I put this lesson on the list not to suggest how to make a profit in Morocco but because I think it is a fundamental lesson in collaboration in general. Understanding how to make relationships work effectively is a key lesson in community because there is no group without an approach of mutual support. The more this mutual support is alive the more the community is able to thrive.
7. A journey of inner change must last at least 30 to 40 days.
Deserts are fascinating, they can be places of hallucinatory tripping like the Burning Man, or they can be places of self-searching like that of the Nazarene. This endless expanse of sand has seen the realisation of many events in the history of salvation and contemporary laziness. It was in the desert that Israel made its forty-year march from slavery in Egypt to freedom in the promised land. The desert is also the place Elijah had to travel for forty days to reach Horeb, the mountain where he met his God. Finally, Jesus also had to experience the desert for forty days before starting his public life. Two constants recur in all these events: the journey through the desert and its duration defined by the number forty. I refrain from advancing any theories regarding the number 40 rather what I emphasize is the necessary and patient perseverance, a long rehearsal, a sufficient period of time to integrate oneself into the culture one comes into contact with during a journey. A time within which one must decide to take responsibility without further delay. It is the time of mature decisions.
The Sahara is actually a collection of deserts that is collectively the largest in the world 9.2 million square kilometres, the same size as the whole of China. Imagine the whole of China in soft golden sand instead of the grey technocratic factory nation of the world.
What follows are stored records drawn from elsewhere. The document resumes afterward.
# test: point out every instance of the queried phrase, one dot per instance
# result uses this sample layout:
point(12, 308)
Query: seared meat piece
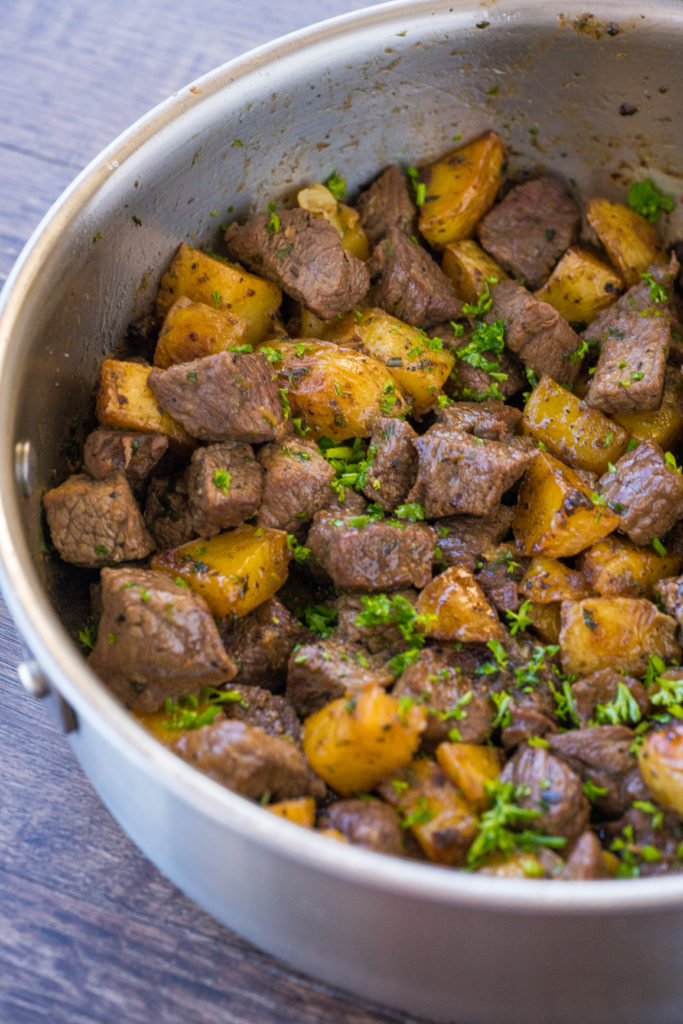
point(136, 454)
point(462, 539)
point(528, 231)
point(645, 492)
point(555, 791)
point(461, 473)
point(249, 761)
point(493, 420)
point(601, 688)
point(260, 708)
point(394, 464)
point(261, 642)
point(602, 756)
point(534, 330)
point(411, 285)
point(167, 512)
point(224, 485)
point(387, 204)
point(321, 672)
point(379, 555)
point(96, 522)
point(586, 860)
point(297, 483)
point(156, 640)
point(304, 255)
point(366, 822)
point(230, 396)
point(457, 708)
point(630, 373)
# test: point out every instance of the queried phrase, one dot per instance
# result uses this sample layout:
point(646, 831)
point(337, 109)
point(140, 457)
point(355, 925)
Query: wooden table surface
point(89, 931)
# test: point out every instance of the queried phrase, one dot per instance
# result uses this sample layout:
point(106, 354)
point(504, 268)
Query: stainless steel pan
point(395, 83)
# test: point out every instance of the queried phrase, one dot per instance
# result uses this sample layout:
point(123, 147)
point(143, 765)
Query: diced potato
point(343, 218)
point(299, 810)
point(615, 565)
point(665, 425)
point(456, 608)
point(460, 188)
point(470, 766)
point(581, 286)
point(420, 366)
point(233, 571)
point(353, 743)
point(573, 432)
point(615, 633)
point(125, 401)
point(434, 810)
point(556, 514)
point(193, 330)
point(469, 267)
point(223, 286)
point(660, 761)
point(337, 391)
point(631, 242)
point(547, 581)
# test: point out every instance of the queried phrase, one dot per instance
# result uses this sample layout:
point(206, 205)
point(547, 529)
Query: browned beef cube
point(528, 231)
point(630, 373)
point(370, 823)
point(387, 204)
point(156, 640)
point(555, 791)
point(462, 539)
point(394, 464)
point(297, 483)
point(645, 492)
point(135, 454)
point(462, 473)
point(224, 486)
point(457, 708)
point(542, 339)
point(167, 512)
point(491, 419)
point(411, 285)
point(326, 670)
point(249, 761)
point(230, 396)
point(261, 642)
point(373, 555)
point(303, 254)
point(96, 522)
point(601, 755)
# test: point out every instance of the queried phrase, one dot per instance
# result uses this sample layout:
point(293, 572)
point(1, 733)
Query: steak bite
point(461, 473)
point(167, 512)
point(224, 485)
point(249, 761)
point(646, 493)
point(297, 483)
point(230, 396)
point(630, 373)
point(542, 339)
point(303, 254)
point(528, 231)
point(374, 554)
point(96, 522)
point(386, 204)
point(394, 463)
point(411, 285)
point(325, 670)
point(156, 640)
point(134, 453)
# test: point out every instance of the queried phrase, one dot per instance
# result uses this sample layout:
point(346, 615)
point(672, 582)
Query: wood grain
point(90, 933)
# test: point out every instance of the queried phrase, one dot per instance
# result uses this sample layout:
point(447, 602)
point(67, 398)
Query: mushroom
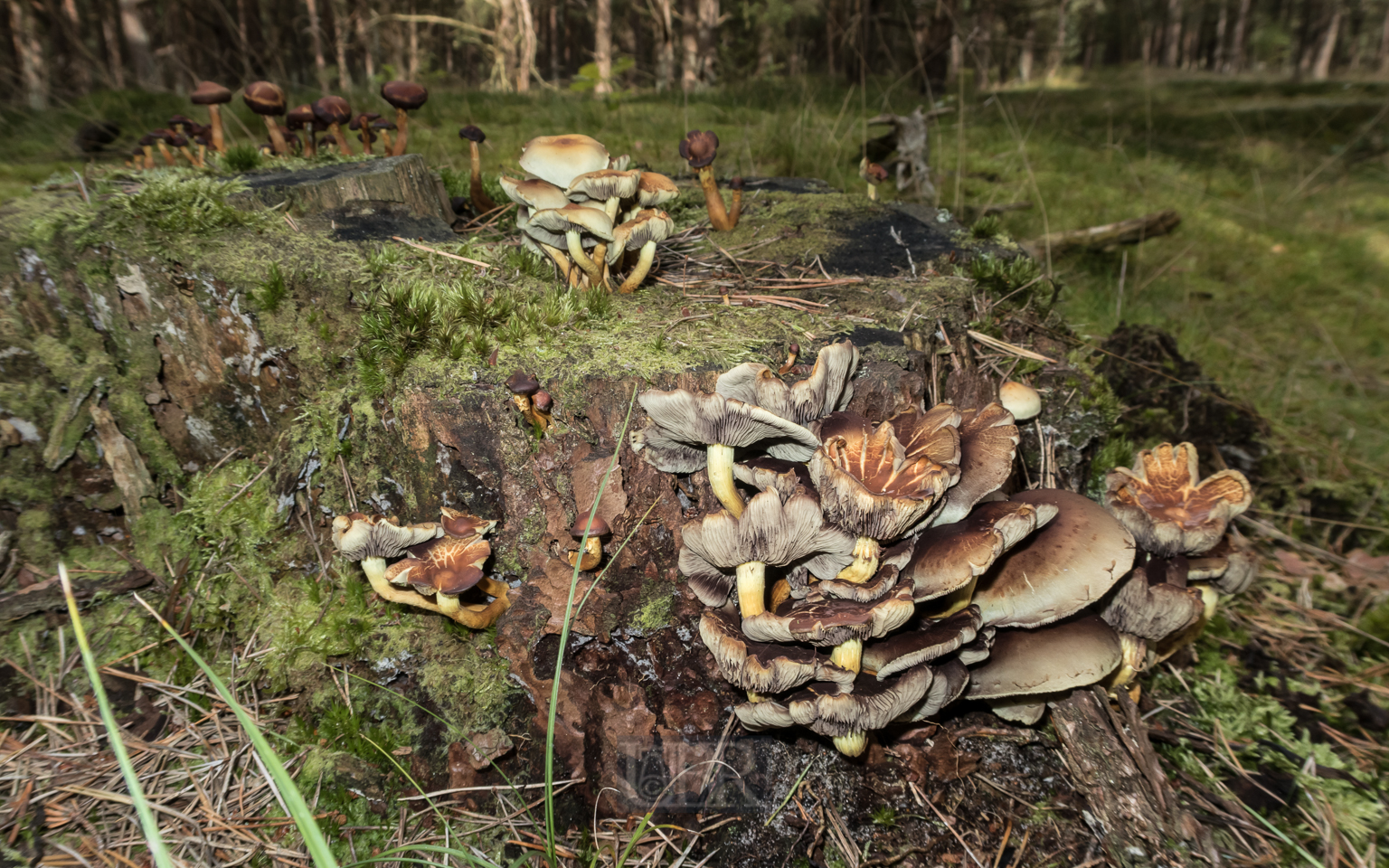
point(303, 118)
point(1020, 399)
point(1026, 668)
point(590, 533)
point(688, 430)
point(267, 100)
point(771, 531)
point(403, 96)
point(332, 111)
point(1166, 508)
point(481, 202)
point(562, 158)
point(874, 174)
point(699, 150)
point(642, 232)
point(213, 96)
point(574, 220)
point(880, 482)
point(1067, 565)
point(828, 389)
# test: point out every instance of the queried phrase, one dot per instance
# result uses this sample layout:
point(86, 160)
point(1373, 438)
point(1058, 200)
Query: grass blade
point(153, 839)
point(288, 789)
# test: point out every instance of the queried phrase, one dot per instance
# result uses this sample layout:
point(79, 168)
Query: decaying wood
point(1110, 235)
point(47, 595)
point(1132, 806)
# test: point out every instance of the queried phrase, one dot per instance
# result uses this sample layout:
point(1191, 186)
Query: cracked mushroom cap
point(1152, 609)
point(931, 639)
point(604, 184)
point(655, 191)
point(987, 443)
point(837, 710)
point(827, 622)
point(681, 427)
point(763, 667)
point(1047, 660)
point(1166, 508)
point(770, 529)
point(448, 565)
point(210, 93)
point(574, 218)
point(828, 388)
point(562, 158)
point(1063, 568)
point(699, 147)
point(649, 225)
point(360, 536)
point(881, 482)
point(948, 557)
point(534, 193)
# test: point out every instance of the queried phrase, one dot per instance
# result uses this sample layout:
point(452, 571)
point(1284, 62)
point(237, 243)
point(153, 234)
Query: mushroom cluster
point(438, 565)
point(860, 575)
point(585, 210)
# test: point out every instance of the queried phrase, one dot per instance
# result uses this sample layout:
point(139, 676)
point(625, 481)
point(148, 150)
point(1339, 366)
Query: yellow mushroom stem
point(721, 478)
point(865, 561)
point(751, 588)
point(643, 267)
point(714, 202)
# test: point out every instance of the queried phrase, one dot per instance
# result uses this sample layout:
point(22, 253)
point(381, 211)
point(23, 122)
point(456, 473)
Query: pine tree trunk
point(603, 44)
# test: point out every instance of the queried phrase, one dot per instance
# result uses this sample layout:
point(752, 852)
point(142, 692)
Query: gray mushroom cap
point(1063, 568)
point(682, 424)
point(828, 388)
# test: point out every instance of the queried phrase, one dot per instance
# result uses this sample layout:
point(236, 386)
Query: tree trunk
point(1327, 51)
point(664, 44)
point(316, 44)
point(603, 44)
point(137, 39)
point(30, 52)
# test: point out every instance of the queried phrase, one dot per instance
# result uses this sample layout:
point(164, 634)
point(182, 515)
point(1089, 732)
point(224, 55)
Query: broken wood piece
point(1103, 238)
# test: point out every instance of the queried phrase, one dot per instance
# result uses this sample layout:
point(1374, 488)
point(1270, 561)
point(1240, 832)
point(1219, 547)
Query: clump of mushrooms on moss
point(863, 572)
point(572, 203)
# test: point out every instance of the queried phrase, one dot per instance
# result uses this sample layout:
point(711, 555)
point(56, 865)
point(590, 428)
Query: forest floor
point(1271, 727)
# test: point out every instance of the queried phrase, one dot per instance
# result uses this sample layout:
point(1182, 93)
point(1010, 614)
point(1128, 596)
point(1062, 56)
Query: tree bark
point(603, 44)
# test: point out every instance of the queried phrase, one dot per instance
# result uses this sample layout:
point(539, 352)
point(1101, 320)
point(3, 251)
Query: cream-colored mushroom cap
point(1063, 568)
point(1021, 401)
point(562, 158)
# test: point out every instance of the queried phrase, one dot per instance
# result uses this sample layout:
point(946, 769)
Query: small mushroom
point(404, 98)
point(590, 533)
point(213, 96)
point(481, 202)
point(1164, 505)
point(267, 100)
point(1020, 399)
point(332, 111)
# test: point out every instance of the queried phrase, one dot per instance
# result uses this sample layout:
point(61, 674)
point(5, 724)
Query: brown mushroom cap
point(210, 93)
point(828, 388)
point(763, 667)
point(1047, 660)
point(562, 158)
point(1065, 565)
point(987, 442)
point(948, 557)
point(264, 98)
point(404, 95)
point(1166, 508)
point(699, 147)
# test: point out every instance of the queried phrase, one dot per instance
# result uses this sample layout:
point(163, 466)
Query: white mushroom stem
point(865, 561)
point(721, 479)
point(751, 588)
point(643, 266)
point(581, 257)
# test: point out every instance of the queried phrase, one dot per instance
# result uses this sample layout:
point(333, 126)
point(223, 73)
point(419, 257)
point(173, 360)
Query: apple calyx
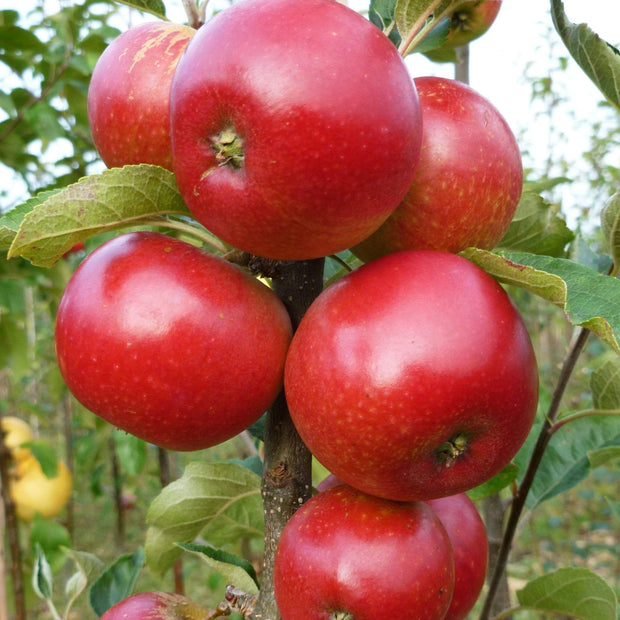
point(228, 148)
point(450, 451)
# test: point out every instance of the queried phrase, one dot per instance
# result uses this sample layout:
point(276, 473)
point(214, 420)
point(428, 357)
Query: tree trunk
point(287, 474)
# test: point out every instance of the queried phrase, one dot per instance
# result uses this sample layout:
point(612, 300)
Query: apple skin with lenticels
point(468, 537)
point(129, 94)
point(346, 554)
point(413, 377)
point(296, 127)
point(156, 606)
point(169, 343)
point(467, 183)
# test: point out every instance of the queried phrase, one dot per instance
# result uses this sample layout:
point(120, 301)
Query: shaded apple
point(346, 554)
point(156, 606)
point(129, 94)
point(470, 547)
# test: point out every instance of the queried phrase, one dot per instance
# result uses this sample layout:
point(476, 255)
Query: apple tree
point(288, 241)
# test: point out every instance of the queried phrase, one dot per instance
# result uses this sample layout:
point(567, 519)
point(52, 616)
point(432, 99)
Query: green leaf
point(42, 582)
point(46, 455)
point(116, 582)
point(582, 253)
point(599, 60)
point(605, 383)
point(51, 537)
point(495, 484)
point(221, 501)
point(156, 7)
point(235, 570)
point(577, 592)
point(13, 38)
point(614, 505)
point(537, 227)
point(11, 220)
point(588, 298)
point(601, 457)
point(89, 568)
point(610, 225)
point(131, 452)
point(381, 14)
point(566, 460)
point(114, 199)
point(415, 19)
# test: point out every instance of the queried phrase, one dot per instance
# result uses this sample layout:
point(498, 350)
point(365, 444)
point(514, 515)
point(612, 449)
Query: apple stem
point(228, 147)
point(448, 452)
point(193, 16)
point(287, 473)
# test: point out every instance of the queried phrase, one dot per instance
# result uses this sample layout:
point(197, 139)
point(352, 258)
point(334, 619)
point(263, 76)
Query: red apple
point(156, 606)
point(468, 182)
point(173, 345)
point(129, 94)
point(469, 21)
point(470, 546)
point(348, 553)
point(295, 127)
point(413, 377)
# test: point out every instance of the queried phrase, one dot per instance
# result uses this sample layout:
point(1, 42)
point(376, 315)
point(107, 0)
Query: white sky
point(519, 37)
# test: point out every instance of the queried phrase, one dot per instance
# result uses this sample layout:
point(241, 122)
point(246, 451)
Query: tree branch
point(544, 437)
point(287, 474)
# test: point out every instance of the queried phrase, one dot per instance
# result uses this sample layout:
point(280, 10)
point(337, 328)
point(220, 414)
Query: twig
point(545, 435)
point(12, 528)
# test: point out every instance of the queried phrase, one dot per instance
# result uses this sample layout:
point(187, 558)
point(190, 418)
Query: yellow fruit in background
point(17, 432)
point(34, 493)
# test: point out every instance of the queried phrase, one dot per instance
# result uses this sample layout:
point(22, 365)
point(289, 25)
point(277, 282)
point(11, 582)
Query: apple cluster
point(295, 131)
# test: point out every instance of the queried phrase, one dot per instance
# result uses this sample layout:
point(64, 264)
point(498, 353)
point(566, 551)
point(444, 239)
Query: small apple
point(413, 377)
point(295, 127)
point(17, 432)
point(156, 606)
point(468, 181)
point(34, 493)
point(346, 554)
point(469, 21)
point(470, 547)
point(129, 94)
point(169, 343)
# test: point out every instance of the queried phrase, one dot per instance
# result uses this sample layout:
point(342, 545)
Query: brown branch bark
point(518, 503)
point(287, 475)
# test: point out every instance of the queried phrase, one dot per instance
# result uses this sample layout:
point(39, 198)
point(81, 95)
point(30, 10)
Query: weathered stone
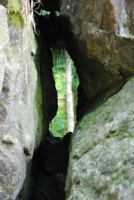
point(102, 46)
point(19, 112)
point(102, 151)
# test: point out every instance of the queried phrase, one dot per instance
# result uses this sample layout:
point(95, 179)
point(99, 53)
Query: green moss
point(1, 104)
point(38, 96)
point(15, 13)
point(126, 24)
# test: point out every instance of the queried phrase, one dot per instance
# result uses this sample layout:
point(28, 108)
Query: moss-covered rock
point(102, 151)
point(15, 13)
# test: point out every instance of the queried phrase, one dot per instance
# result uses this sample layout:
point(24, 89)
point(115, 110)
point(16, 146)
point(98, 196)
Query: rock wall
point(20, 97)
point(102, 47)
point(102, 43)
point(102, 151)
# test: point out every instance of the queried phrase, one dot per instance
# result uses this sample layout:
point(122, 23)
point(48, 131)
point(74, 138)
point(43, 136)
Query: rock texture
point(19, 99)
point(102, 151)
point(102, 44)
The pool of the Sahara is not still but constantly moving, its waters constantly flooding its inhabitants with an indescribable energy. This energy when it does not cause sand storms, produces in me calmness, mental and physical clarity. A physical clarity suffered during the first days of my stay came in the form of stomach ache and fever: the so-called Saharite. It is as if the energy of the desert wanted to purge me and bring me back to a state of equilibrium.
Despite everyone telling me about the incredible starry sky to admire, I still could not see clearly, it was as if a veil prevented me from focusing on the stars. After a fever and fasting for a couple of days, Saharite reset me and knocked me out. But in the night lying on the camel wool carpet of the open-air atrium, it was as if a firework of a thousand shimmering flares had burst in the silent sky. That still, static night in the Riad in M’hamid I saw the stars.